The History of the National Park Service
I love the National Park Service. The locations they administer are almost always of great natural beauty or historical interest, and the facilities they administer within their parks are well managed, clean, and informative. The people work in the parks are intelligent and well informed, and the literature and signage is consistent and well implemented.
The history of the National Park Service is very interesting. It was the first federal reserve system in the world of it’s kind, and it came together through a joint effort between dedicated naturalists like John Muir, and some happy coincidences. It turns out, the first park, Yellowstone, was set aside as a park on the grounds that it’s inhospitable nature made it useless as a source of natural resources and agriculture, so it may as well be saved as a park.
This history has been painstakingly documented by the famed documentary filmmaker Ken Burns in a new PBS Series which aired this week; National Parks: America’s Best Idea. The history of the park service is detailed in a 6-part, 2-hour series. Thus far, we have learned about how Yosemite started out as a precursor to the formal park service, followed by Yellowstone which was dedicated as the first park. This was followed by preservation of the Yosemite upcountry, Sequoia and additional park areas in California. John Muir leveraged his growing celebrity and the newly formed Sierra Club to elevate our own Mt. Rainier to National Park status in 1902, making it the 5th National Park in the United States.

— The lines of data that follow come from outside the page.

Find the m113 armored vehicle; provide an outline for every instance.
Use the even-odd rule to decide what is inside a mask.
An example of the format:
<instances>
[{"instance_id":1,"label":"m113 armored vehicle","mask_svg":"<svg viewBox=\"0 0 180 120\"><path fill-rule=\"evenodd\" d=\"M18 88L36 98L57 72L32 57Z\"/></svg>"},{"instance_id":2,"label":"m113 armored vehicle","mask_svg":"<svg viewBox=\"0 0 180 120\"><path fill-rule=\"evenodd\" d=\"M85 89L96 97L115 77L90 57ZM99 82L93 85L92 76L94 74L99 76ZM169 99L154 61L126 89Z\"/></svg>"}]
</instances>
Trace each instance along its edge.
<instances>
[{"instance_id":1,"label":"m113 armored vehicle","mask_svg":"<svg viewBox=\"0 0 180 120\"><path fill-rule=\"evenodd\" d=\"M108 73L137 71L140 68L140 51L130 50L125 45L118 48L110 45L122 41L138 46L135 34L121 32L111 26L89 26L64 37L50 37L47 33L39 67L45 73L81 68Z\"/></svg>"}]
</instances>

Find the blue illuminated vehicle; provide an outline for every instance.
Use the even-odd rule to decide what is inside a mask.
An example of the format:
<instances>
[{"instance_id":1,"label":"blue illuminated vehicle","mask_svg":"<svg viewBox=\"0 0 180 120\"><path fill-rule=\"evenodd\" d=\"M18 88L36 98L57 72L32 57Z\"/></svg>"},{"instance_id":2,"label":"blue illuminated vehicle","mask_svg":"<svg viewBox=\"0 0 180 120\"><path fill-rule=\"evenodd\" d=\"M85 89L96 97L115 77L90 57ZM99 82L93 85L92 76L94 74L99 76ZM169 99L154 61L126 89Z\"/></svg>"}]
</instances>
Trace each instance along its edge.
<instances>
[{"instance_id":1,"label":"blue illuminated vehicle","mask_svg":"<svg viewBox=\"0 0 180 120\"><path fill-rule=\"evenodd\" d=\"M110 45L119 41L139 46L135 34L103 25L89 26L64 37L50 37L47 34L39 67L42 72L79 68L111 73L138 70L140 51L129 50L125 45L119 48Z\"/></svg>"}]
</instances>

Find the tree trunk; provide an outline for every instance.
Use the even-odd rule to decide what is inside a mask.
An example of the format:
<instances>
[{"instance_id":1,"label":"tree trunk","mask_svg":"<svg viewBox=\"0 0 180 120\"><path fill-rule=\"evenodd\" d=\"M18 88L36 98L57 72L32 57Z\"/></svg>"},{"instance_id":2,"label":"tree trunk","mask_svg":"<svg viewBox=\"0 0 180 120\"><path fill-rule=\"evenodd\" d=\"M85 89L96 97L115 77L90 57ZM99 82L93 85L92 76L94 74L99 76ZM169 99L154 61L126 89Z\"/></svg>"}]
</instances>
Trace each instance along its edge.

We are only through the first 3 hours, but have enjoyed the series thus far. It is strictly chronological, which means that the narrative jumps around from time to time, but the resulting program is extremely interesting. This is only feeding into our desire to visit as many sites administered by the National Park Service that we can, including all 58 National Parks.
National Parks are now defined worldwide as “relatively large area with particular defining characteristics”. Many other sites are administered by the National Park Service under different distinctions. A smaller area might be a National Monument. An area of historical relevance would be a National Historic Park or National Historic Site depending on the size and complexity. They also administer Rivers, Lakeshores, Seashores, Trails, Parkways, and National Recreation Areas.